By Nick Barisheff, President and CEO, Bullion Management Group Inc.
If we experience a debt crisis, as many economists believe is inevitable, many people believe that their holdings of gold and silver bullion will be confiscated, just as in 1933. This article reviews the probability of confiscation and compares it to other more likely measures to generate government solvency.
An appropriate starting point when addressing concerns about gold confiscation is to define the word ‘confiscation.’ Merriam Webster says ‘to seize or buy as if by authority’ and ‘to seize without compensation as forfeited to the public treasury.’ Almost without exception, it is expropriation that is the actual risk, not confiscation. Confiscation, as in forfeiture, is usually the result of theft, treason, insurrection, war or genocide. Expropriation is defined as ‘to take (property) of an individual in the exercise of state sovereignty’ (Merriam Webster). The key difference between confiscation and expropriation is the appropriate compensation of the individual for the transfer of his or her property.
For the person thinking “I’m not convinced that a confiscation won’t happen, I’ve heard that the United States confiscated gold in 1933,” this is hearsay, not the truth. To put the events of 1933 into context, consider that, from 1900 until 1933, a US dollar was convertible into gold at a ratio of $20.67 per ounce, even through the depths of the Great Depression. Because of the hardship of the Depression, there were bank runs and bank failures and, as people lost all confidence in the US dollar, gold could not be obtained for its fixed price of $20.67. Recognizing that lack of confidence in the dollar was an enormous problem, and with the government’s hands tied regarding printing additional currency to alleviate the currency shortage and lack of dollars in circulation, President Franklin D. Roosevelt took drastic action, and did three things. He eliminated the convertibility of the dollar into gold, making the ownership of gold coins and bullion illegal for US citizens anywhere in the world; after obtaining all the gold he was likely to get, he changed the fixed price of gold to $32.32; then later changed it to $35, a nearly seventy percent devaluation of the dollar.

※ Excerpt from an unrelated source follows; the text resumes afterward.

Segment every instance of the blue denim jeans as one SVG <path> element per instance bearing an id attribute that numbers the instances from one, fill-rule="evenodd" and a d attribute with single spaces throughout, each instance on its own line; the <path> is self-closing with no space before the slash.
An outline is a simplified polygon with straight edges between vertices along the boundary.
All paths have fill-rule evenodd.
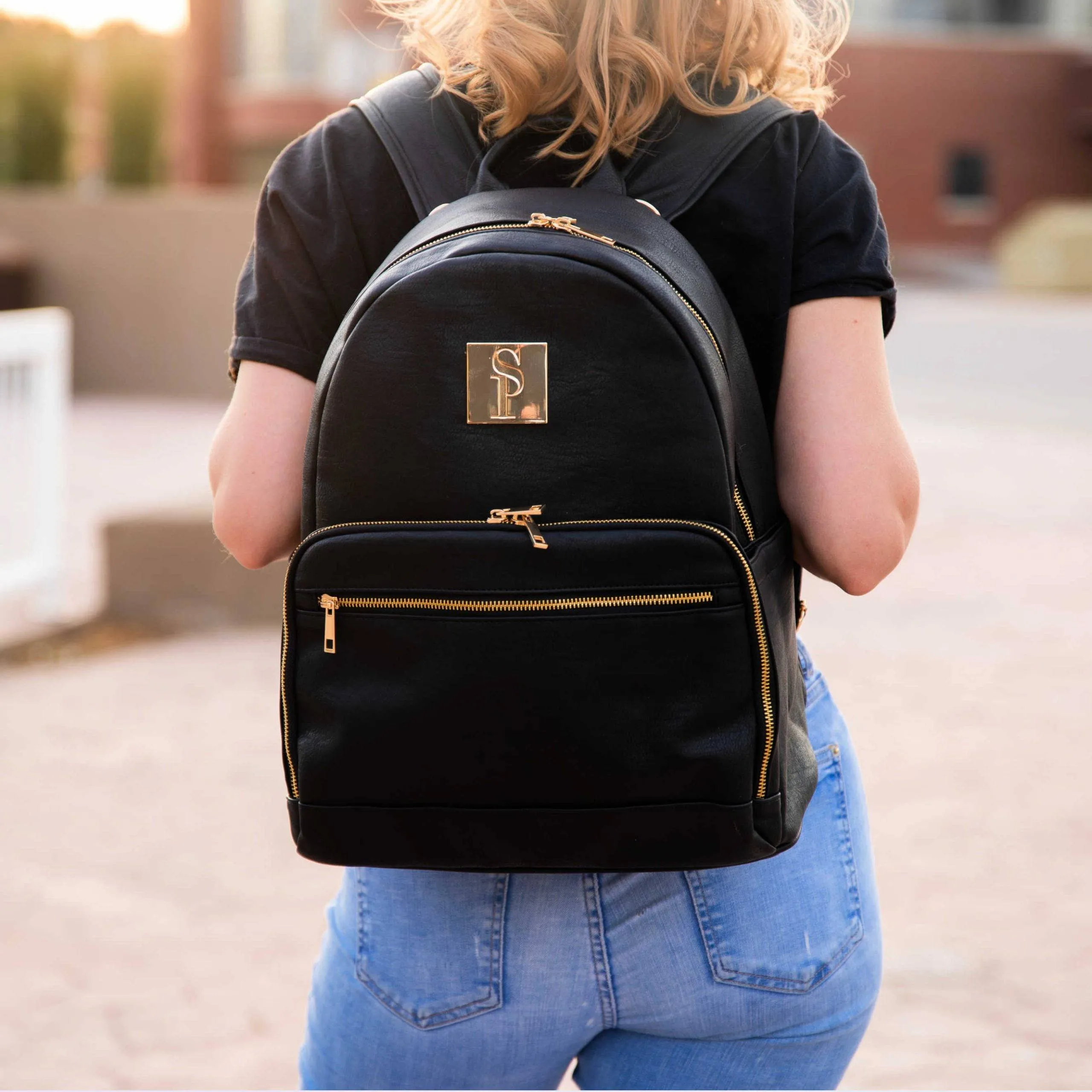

Having made the ownership of gold coins and bullion illegal, US dollars were tendered at Federal Reserve member banks when citizens surrendered their gold, which was intended to be and worked as a marginal increase of the gold reserves. This in turn allowed an increase of dollars that could be printed. This was a legal expropriation. The full dollar value of gold provided to those citizens at the time of surrender was $20.67- the official exchange rate. This was certainly unpleasant, given the threat of steep fines and ten-year jail terms for failing to comply. Afterwards the US dollar was devalued $35 per ounce, but it was still far from confiscation without compensation.
In Canada and other western countries, no confiscation or expropriation has ever been enacted, and the US expropriation did not apply to silver and platinum.
In practice, this accomplished the following ‘desirable’ result from the perspective of the administration: with the devaluation of the dollar against gold, more dollars could immediately be printed legally within the parameters of the gold standard. This additional printing alleviated the desperate shortage of currency in a time of dire need.
“Friedman and Schwartz stated that the ‘rapid rate [of growth of the money stock] in three successive years from June 1933 to June 1936… was a consequence of the gold inflow produced by the revaluation of gold plus the flight of capital to the United States’”. Treasury holdings of gold in the US tripled from 6,358 in 1930 to 8,998 in 1935 (after the Act) then to 19,543 metric tonnes of fine gold by 1940.”1,2
The current US government holdings of 8133.46 tonnes of bullion would be worth about $326.9 billion if valued at today’s $1,250 dollars per ounce. On the books it is still valued at the final fixed price of $42.22 cents per ounce, as it was during President Nixon’s era, or a touch over $11 billion dollars. Estimated private holdings of 47 million ounces represents a modest $58.5 billion. Contrast these numbers with epic US deficit spending, where in August 2016 alone we saw $107 billion in deficit expenditures, and the futility of a gold expropriation becomes clear.
All of that being said, can a gold expropriation happen today, and if not, what could happen today?
As we have seen historically, increased taxation is always the ‘go to’ for a government seeking to increase its revenues and reduce its deficit. Language such as seeking to ‘increase taxes on the rich,’ ‘closing loopholes,’ and ‘repatriating overseas corporate profits’ have all been in the news during the 2016 presidential campaign, with a side offering promise to ‘eliminate government waste’ and ‘reduce entitlements.’ In this regard, the likely adjustments would be to the tax regimes currently in place. For example, increased taxation of the ‘Carried Interest’ benefit most often utilized by hedge fund managers would yield $18 billion over ten years per Obama’s 2015 tax proposal; and an adjustment or elimination of mortgage interest deductibility may increase revenue by $70 billion annually. Finally, it would be a simple matter to limit or cease to increase the annual amount of tax-advantaged savings plans: IRAs or 401(k)s (the equivalent of TFSAs and RRSPs, respectively), which may generate further revenue.